Andy Crouch - Code, Technology & Obfuscation ...

.Net Core On Arch Linux

Microsoft .Net Logo

Photo: Microsoft

I work a lot with .Net.

When I am writing non .Net code I develop usually in a Linux based environment. I have been around long enough to remember when Linux was a “cancer” in Microsoft’s eyes. I have to admit that I never thought I would see the collaborative stance than Microsoft has adopted. Over the next year, we will be able to build .Net based applications and SQL Sever databases on Linux. Even Azure has Linux based app services due for release soon.

So, all excited, I and a colleague set about building some .Net Core based services. We both were running Antergos (Arch derivative), he was using his Vim environment and I was trying out VS Code.

Before the chants of “Arch is not supported by .Net core” begin - we know! This was an experiment in existing environments.

To setup the development environment you need to install the following two (AUR) packages:

  • dotnet-cli
  • dotnet-sdk

First the good.

No Visual Studio. This is a personal comment but the longer I use Visual Studio the more I do not like it anymore. It’s not that is a bad application, it is because it is a big, bloated, application.

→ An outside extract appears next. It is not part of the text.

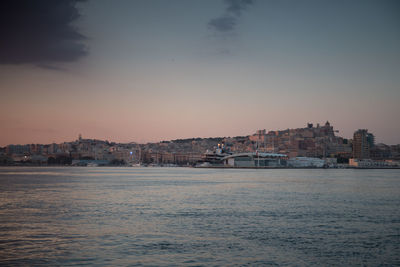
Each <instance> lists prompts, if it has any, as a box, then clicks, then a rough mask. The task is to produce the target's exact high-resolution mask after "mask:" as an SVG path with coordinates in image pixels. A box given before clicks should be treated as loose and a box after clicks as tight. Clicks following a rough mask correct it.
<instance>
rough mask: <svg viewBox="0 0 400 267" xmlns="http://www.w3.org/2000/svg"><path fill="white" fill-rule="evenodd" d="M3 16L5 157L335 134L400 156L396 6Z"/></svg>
mask: <svg viewBox="0 0 400 267" xmlns="http://www.w3.org/2000/svg"><path fill="white" fill-rule="evenodd" d="M28 2H30V3H29V4H27V3H28ZM76 2H77V3H76ZM2 3H3V2H2ZM4 3H5V4H4V6H5V8H3V7H2V9H1V11H0V13H3V14H1V18H0V34H1V37H0V125H1V126H0V146H5V145H7V144H26V143H52V142H57V143H58V142H63V141H72V140H75V139H76V138H77V137H78V134H82V136H83V137H84V138H96V139H104V140H110V141H117V142H131V141H135V142H150V141H161V140H170V139H177V138H191V137H217V136H238V135H248V134H252V133H254V132H255V131H256V130H257V129H266V130H267V131H268V130H279V129H287V128H299V127H305V126H306V123H307V122H313V123H314V124H316V123H318V122H319V123H325V122H326V121H327V120H328V121H329V122H330V123H331V124H332V125H333V126H334V127H335V129H337V130H339V135H340V136H343V137H347V138H351V137H352V134H353V132H354V131H355V130H357V129H359V128H367V129H368V130H369V131H370V132H372V133H373V134H374V135H375V136H376V140H377V142H384V143H387V144H398V143H400V1H396V0H393V1H388V0H376V1H370V0H360V1H358V0H351V1H348V0H291V1H289V0H265V1H264V0H253V1H251V0H231V1H223V0H222V1H220V0H201V1H194V0H168V1H166V0H159V1H155V0H141V1H131V0H126V1H123V0H115V1H111V0H92V1H83V2H81V1H72V0H66V1H54V0H46V1H22V0H21V1H20V0H16V1H4Z"/></svg>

It is trying to be too many things. It is slow, error prone and has features I spend time turning off. Most modern text editors have plugins for colour schemes, IntelliSense and code centric features. You can make your editor work as you want by choice rather than having to endure someone else’s idea of how it works.

Visual Studio Code is a promising editor. Given how young it is (in editor years) I found that with a few select plugins I could be productive very quickly. It seems fairly flexible and it was easy to configure the build targets to get up and running.

.Net core has followed the lead of other frameworks. The terminal can now be used to create, configure and manage applications.

$ dotnet new console 
$ dotnet restore 
$ dotnet run

Running the above code in a terminal creates and runs a “hello world” style application. There is excellent documentation here.

The command line tool is quite well thought through. You find you quickly learn the commands for creating applications and adding references. NuGet is present and still one of the better dependency managers I have used.

(As an aside someone recently on Hacker News suggested that they should replace NuGet with npm. I was killing myself with laughter until I realised it was not 1st April!)

Now the bad (Linux General)

You cannot debug on Linux. If you can I sure as hell couldn’t get it to work. All “what do you need a debugger for” jokes aside, every option I tried came up dry. I installed the Rider IDE and loaded up the project and …. nothing. Googling for solutions led to some articles all bemoaning licensing issues. All these articles also promised to have .Net Core debugging is upcoming releases. This is a massive omission.

Now the bad (Arch Specific)

.Net core development on Antergos/Arch right now is a no go.

We worked within our test environment for a couple of weeks. The first of which were fine. Then an update broke SSL compatibility. We had already patched packages to work with a specific SSL version to get a working SQL Server connection. Then another update flat out broke the .Net environment. This was down to a clang update. This was where our test ended. While I love to work in a terminal-based environment I need one that will allow me to be productive. Until Antergos/Arch becomes a supported platform I will continue my .Net Linux journey on a supported distro in a VM/Docker image.